"Dla komfortu naszego, dla spokojniejszego życia, to jak są Amerykanie to nas jeszcze bardziej chronią, jeszcze dolarów trochę zgubią. (…) Z militarnego punktu widzenia bezsens. Ale z takiego praktycznego, komfortowego, no to fajnie, no" - mówił Lech Wałesa komentując obecność amerykańskich wojsk na terenie Polski.

W trakcie wystąpienia były prezydent nie szczędził swoich mądrości dotyczących współczesnej wojskowości. Tylko on w dwóch zdaniach potrafi przeanalizować wszystkie armie świata.

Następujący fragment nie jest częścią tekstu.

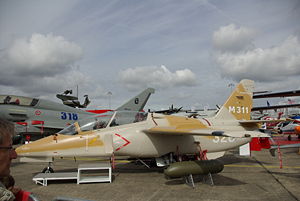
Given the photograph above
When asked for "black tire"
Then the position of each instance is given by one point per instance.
(48, 170)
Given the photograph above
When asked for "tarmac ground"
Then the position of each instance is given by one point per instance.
(257, 177)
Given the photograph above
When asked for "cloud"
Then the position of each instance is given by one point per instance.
(41, 64)
(270, 64)
(232, 39)
(157, 77)
(238, 58)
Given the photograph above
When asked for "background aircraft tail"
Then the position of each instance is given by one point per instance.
(239, 104)
(138, 102)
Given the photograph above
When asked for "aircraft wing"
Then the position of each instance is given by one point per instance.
(274, 107)
(203, 132)
(251, 122)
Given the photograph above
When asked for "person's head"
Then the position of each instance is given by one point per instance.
(7, 153)
(8, 181)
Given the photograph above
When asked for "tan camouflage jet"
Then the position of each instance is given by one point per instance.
(141, 135)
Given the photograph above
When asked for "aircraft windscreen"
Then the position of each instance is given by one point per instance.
(102, 121)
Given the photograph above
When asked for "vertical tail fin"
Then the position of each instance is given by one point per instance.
(138, 102)
(239, 104)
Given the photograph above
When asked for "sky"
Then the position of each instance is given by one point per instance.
(190, 51)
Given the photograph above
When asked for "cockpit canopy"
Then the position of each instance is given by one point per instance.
(108, 119)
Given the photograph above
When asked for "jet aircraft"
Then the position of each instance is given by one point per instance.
(134, 134)
(38, 118)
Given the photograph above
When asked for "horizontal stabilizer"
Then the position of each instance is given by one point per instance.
(36, 159)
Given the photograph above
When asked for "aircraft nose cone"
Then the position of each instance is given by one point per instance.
(297, 129)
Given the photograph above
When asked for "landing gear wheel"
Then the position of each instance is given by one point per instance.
(47, 170)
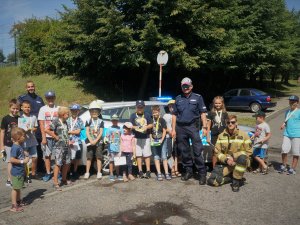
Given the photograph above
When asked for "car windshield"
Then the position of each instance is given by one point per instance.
(258, 92)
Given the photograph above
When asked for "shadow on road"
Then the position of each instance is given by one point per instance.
(37, 194)
(160, 213)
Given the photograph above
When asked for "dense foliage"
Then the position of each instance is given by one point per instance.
(114, 43)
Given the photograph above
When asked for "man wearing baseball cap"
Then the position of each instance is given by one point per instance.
(291, 136)
(188, 109)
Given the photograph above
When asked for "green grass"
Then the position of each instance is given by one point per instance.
(67, 89)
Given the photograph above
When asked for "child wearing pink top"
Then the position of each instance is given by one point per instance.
(127, 145)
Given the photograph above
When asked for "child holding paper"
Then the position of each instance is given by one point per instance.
(128, 147)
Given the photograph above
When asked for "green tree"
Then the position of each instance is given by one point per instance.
(2, 57)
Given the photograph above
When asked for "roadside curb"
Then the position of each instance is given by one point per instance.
(56, 192)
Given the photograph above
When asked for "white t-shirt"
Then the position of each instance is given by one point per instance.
(27, 123)
(48, 114)
(260, 133)
(168, 118)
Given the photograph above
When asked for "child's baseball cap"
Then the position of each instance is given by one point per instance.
(114, 117)
(128, 125)
(294, 98)
(75, 107)
(259, 113)
(49, 94)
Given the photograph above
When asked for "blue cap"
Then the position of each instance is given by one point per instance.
(75, 107)
(50, 94)
(140, 103)
(294, 98)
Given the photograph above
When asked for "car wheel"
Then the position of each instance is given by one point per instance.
(255, 107)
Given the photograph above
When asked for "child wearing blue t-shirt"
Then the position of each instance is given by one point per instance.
(17, 159)
(113, 137)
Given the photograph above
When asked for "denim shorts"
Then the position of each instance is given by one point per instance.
(259, 152)
(48, 149)
(62, 155)
(32, 151)
(112, 156)
(159, 152)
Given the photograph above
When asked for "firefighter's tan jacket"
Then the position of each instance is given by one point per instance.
(233, 145)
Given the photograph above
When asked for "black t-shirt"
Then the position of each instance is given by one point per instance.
(140, 121)
(8, 122)
(157, 129)
(218, 122)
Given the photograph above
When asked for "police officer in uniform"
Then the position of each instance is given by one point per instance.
(233, 150)
(36, 102)
(188, 109)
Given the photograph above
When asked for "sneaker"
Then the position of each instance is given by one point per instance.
(282, 169)
(141, 174)
(148, 175)
(47, 177)
(131, 177)
(86, 176)
(291, 171)
(8, 183)
(99, 176)
(112, 178)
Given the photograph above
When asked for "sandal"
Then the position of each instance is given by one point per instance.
(21, 203)
(168, 177)
(57, 187)
(258, 170)
(159, 177)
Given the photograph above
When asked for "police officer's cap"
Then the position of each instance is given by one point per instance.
(186, 81)
(114, 117)
(171, 102)
(75, 107)
(140, 103)
(49, 94)
(294, 98)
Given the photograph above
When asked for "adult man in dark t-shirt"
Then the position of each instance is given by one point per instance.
(36, 102)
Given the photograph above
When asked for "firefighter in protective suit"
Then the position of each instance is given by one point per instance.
(233, 150)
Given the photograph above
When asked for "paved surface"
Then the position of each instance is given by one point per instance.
(265, 199)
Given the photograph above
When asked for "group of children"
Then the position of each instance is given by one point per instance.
(62, 128)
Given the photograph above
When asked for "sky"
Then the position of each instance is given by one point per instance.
(14, 11)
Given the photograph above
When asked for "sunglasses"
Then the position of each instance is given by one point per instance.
(231, 122)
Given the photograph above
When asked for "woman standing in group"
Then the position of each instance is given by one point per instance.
(216, 122)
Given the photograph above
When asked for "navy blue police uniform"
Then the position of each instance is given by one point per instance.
(187, 111)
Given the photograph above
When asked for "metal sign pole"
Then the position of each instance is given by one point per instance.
(160, 78)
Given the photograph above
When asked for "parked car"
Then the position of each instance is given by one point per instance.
(124, 110)
(247, 99)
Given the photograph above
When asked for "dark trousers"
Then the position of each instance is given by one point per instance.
(128, 166)
(183, 134)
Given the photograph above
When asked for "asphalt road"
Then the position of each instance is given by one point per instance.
(264, 199)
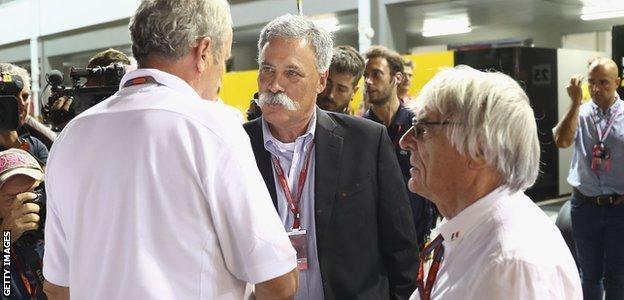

"Chyba wiecie, że ten potencjał militarny co świat ma, to może 11 razy zniszczyć życie na ziemi" - przekonywał i dodał - "Z tego punktu widzenia, zbrojenie, wojska, jest bez sensu. Bo jest nasycenie maksymalne. Ale świat jeszcze się nie ułożył".

Podczas spotkania Wałęsa opowiadał również o działaniach ambasador USA w Polsce Georgette Mosbacher.

"To nie jest klasyczny dyplomata, Ona ma gorące serce, prawie polskie takie, i widzi, że tu się nie dzieje dobrze" - podkreślił były prezydent.